We went into his room and he locked the door. Stepped up to the table, opened his briefcase and laid out several folders. They looked used. Someone was working with documents inside those folders, adding information to pages, then adding pages, photographs, plans. They were the real deal. I opened one. A photograph looked at me, a familiar face. I’ve seen this face many years ago, mostly in the mirror, and it should have been erased from the history many years ago. Someone thought otherwise. Someone collected these, adding and updating now and then.
“Have you looked?” - I asked.
“Yes. These are originals, no copies left. I wanted to know what it is.”
“So, what do you think?”
“These people - this doesn’t make any sense. They should have died a long time ago, memories of them should have died a long time ago and any interest about them should have died same long time ago. And our price doesn’t make sense too.”
“Memories are a lot harder to kill than people.”
He looked at me, puzzled, then I saw him putting things together in his head.
I shot him in the throat and just above the heart.
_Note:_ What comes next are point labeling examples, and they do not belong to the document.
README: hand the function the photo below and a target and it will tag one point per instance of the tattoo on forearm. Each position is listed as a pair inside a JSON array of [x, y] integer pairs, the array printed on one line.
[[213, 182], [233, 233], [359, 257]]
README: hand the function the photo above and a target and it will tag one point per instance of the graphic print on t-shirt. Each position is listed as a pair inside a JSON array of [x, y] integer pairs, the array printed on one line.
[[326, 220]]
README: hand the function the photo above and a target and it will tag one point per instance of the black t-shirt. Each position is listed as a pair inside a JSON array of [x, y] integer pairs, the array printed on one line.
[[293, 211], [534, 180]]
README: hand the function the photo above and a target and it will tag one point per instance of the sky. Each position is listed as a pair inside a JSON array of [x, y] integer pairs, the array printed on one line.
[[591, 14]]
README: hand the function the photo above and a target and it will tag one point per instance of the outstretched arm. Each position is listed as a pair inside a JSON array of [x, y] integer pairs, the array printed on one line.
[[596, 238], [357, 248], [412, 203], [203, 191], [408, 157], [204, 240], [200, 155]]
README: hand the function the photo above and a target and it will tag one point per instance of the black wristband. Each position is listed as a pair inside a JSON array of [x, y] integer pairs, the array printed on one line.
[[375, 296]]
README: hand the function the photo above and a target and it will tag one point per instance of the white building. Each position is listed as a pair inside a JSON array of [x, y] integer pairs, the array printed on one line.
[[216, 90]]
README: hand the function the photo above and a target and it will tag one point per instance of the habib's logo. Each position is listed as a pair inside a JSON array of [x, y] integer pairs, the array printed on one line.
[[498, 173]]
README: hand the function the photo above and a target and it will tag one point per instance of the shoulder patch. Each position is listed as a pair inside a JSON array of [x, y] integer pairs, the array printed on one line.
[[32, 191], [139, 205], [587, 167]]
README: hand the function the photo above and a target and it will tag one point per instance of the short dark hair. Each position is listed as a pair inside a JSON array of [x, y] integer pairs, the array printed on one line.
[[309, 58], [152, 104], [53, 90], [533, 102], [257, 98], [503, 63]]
Small, .22 caliber bullets from a suppressed gun don’t do much damage, and I couldn’t risk using a larger gun because of the noise and thin hotel walls. He was right - those memories should have died a long time ago. I was just making sure they did.
As I collected all folders, I briefly scanned them. I didn’t know any of the people in those folders. Except… there he was, the man across the street. Changed, of course, but I recognized him. So, he was one of them. One of us.